Question

the graph of the function ( f(x) = x^2 + bx + 12 ) is shown. which statements describe the graph? check all that apply.

• the vertex is the maximum value.
• the axis of symmetry is ( x = -4 ).
• the domain is all real numbers.
• the range is all real numbers.
• the function is increasing over ( (-infty, -4) ).
• the ( x )-intercepts are at ( (-6, 0) ) and ( (-2, 0) ).

Explanation:

Step1: Analyze the parabola's direction

The function is \( f(x)=x^{2}+Bx + 12 \), the coefficient of \( x^{2} \) is \( 1>0 \), so the parabola opens upward. So the vertex is the minimum value, not maximum. So "The vertex is the maximum value" is wrong.

Step2: Find the axis of symmetry

For a parabola \( y = ax^{2}+bx + c \), the axis of symmetry is \( x=-\frac{b}{2a} \). Also, from the graph, the vertex is at \( x=- 4 \) (mid - point of \( x=-6 \) and \( x = - 2 \)), so the axis of symmetry is \( x=-4 \), this statement is correct.

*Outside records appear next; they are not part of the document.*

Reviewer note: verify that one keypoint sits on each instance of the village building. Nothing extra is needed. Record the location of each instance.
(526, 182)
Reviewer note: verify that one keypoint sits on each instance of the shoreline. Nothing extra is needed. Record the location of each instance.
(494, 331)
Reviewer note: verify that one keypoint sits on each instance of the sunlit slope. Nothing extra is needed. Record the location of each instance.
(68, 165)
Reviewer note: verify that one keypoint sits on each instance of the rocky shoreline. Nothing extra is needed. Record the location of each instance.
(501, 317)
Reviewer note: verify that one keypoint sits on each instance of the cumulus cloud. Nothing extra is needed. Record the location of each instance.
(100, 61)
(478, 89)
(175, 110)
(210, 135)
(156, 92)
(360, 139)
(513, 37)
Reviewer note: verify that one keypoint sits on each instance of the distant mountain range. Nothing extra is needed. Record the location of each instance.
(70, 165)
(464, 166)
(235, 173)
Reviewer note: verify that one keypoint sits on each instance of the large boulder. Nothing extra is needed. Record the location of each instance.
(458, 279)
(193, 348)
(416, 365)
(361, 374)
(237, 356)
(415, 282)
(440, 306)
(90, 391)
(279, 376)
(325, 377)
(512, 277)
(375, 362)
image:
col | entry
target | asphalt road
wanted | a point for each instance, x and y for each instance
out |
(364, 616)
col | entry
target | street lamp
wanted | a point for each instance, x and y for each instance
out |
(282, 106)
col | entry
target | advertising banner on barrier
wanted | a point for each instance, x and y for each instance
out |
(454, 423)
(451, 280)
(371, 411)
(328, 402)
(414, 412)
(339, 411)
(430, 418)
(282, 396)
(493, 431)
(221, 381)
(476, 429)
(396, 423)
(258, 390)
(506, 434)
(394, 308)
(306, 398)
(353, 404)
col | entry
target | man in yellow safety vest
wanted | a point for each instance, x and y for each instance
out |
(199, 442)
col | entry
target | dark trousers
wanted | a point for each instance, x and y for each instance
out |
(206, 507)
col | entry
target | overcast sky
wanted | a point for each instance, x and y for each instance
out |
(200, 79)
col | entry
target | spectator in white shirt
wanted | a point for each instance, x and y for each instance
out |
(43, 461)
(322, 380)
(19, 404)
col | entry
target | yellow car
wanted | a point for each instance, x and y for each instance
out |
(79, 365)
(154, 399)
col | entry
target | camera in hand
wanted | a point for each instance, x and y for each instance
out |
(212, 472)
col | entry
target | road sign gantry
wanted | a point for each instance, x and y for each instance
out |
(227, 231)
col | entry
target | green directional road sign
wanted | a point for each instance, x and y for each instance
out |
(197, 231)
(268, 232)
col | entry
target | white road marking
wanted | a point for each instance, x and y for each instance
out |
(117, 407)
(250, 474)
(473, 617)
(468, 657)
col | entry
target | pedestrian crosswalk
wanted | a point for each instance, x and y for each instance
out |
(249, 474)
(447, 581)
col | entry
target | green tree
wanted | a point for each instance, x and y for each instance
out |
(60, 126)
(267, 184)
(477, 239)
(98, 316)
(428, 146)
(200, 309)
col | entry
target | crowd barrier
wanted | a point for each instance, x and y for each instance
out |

Step3: Determine the domain

For a quadratic function \( y=x^{2}+Bx + 12 \), there are no restrictions on the input \( x \), so the domain is all real numbers, this statement is correct.

Step4: Determine the range

Since the parabola opens upward, the range is \( y\geq k \) (where \( k \) is the \( y \) - coordinate of the vertex), not all real numbers. So "The range is all real numbers" is wrong.

Step5: Analyze the increasing/decreasing interval

Since the parabola opens upward and the axis of symmetry is \( x = - 4 \), the function is decreasing over \( (-\infty,-4) \) and increasing over \( (-4,\infty) \). So "The function is increasing over \( (-\infty,-4) \)" is wrong.

Step6: Find the x - intercepts

We can factor the quadratic function. If the roots are \( x=-6 \) and \( x=-2 \), then \( f(x)=(x + 6)(x + 2)=x^{2}+8x + 12 \), which matches the form \( f(x)=x^{2}+Bx + 12 \) (here \( B = 8 \)). Also, from the graph, the parabola intersects the \( x \) - axis at \( (-6,0) \) and \( (-2,0) \), so this statement is correct.

Answer:

• The axis of symmetry is \( x=-4 \)
• The domain is all real numbers.
• The \( x \) - intercepts are at \( (-6,0) \) and \( (-2,0) \)